FSA/PN/074/2003
15/07/2003

The Financial Services Authority (FSA) has today published feedback on its Discussion Paper 19 (DP19) Options for regulating the sale of simplified investment products". DP19 outlined three broad options for introducing lighter-touch regulation of face-to-face and telephone selling of simplified investment products.

Michael Folger, Director,Conduct of Business Standards at the FSA, said:

"DP19 looked at ways to regulate the sales process for products which have risk controls built into them in a way that appropriately balances these two elements of consumer protection."

"We still have to recognise that for some consumers even simplified investment products would be a poor choice. So, before taking any decisions, the next step is consumer testing of a filtered questions approach to the sales process. That will help us assess how effectively it can help consumers make sensible choices."

Notes for editors

  1. The Sandler review, published by the government in July 2002, recommended the development of a suite of simple and transparent regulated products, in respect of which the present approach to regulating the advice process could be removed altogether.

    The FSA is responsible for designing an appropriate and proportionate regulatory regime that recognises both the consumer protections delivered through the specification of such products and the risks to which consumers will still be exposed when buying these products. The detail of an appropriately differentiated sales regime will need to be tailored to the types of product involved and the specifications set for their design.

  2. Simultaneously with FSAs release of its Feedback Statement, the government is today publishing its feedback on the parallel consultation on the nature and specification of a suite of stakeholder products.
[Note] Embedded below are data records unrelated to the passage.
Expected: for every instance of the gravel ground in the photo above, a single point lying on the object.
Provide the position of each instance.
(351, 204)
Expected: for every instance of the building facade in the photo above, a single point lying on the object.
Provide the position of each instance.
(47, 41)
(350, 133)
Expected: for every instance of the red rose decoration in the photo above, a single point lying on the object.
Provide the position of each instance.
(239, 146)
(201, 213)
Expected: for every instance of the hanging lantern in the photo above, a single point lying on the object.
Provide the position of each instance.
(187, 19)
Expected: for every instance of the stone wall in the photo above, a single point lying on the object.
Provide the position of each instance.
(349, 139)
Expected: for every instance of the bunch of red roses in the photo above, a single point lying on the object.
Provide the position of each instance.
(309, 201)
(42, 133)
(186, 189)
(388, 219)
This provides a reference case for product specifications to help the FSA in designing its consumer research into ways of designing an effective regulatory regime for the sales process, guarding against mis-buying and mis-selling.

  3. Options Considered in DP19

    (i) Self-help. Consumers would receive clear warnings about the basis of the sales process and relevant risks, which could be understood without further reference. Caveat emptor would apply and customers would be required to confirm that they understood the information given.

    (ii) Guided self-help. A series of filter questions, set by the FSA, would be used by the salesperson to screen out consumers who should not be thinking about buying the product concerned. Firms that had applied the simplified sales regime could not be held liable for poor advice, although consumers would still have protection against misrepresentation or fraud.

    (iii) Focussed advice. An adviser would make a limited assessment of individual suitability, to a scope set in FSA guidance. An adviser could give advice on the simplified suite of products only without having to train to the level required for the full range of regulated advice.

  4. Feedback Statement 19 is available at www.fsa.gov.uk/pubs/discussion/fs19/

  5. The FSA regulates the financial services industry and has four objectives under the Financial Services and Markets Act 2000: maintaining market confidence; promoting public understanding of the financial system; the appropriate degree of protection of consumers; and fighting financial crime.

  6. The FSA aims to maintain efficient, orderly and clean financial markets and help retail consumers achieve a fair deal.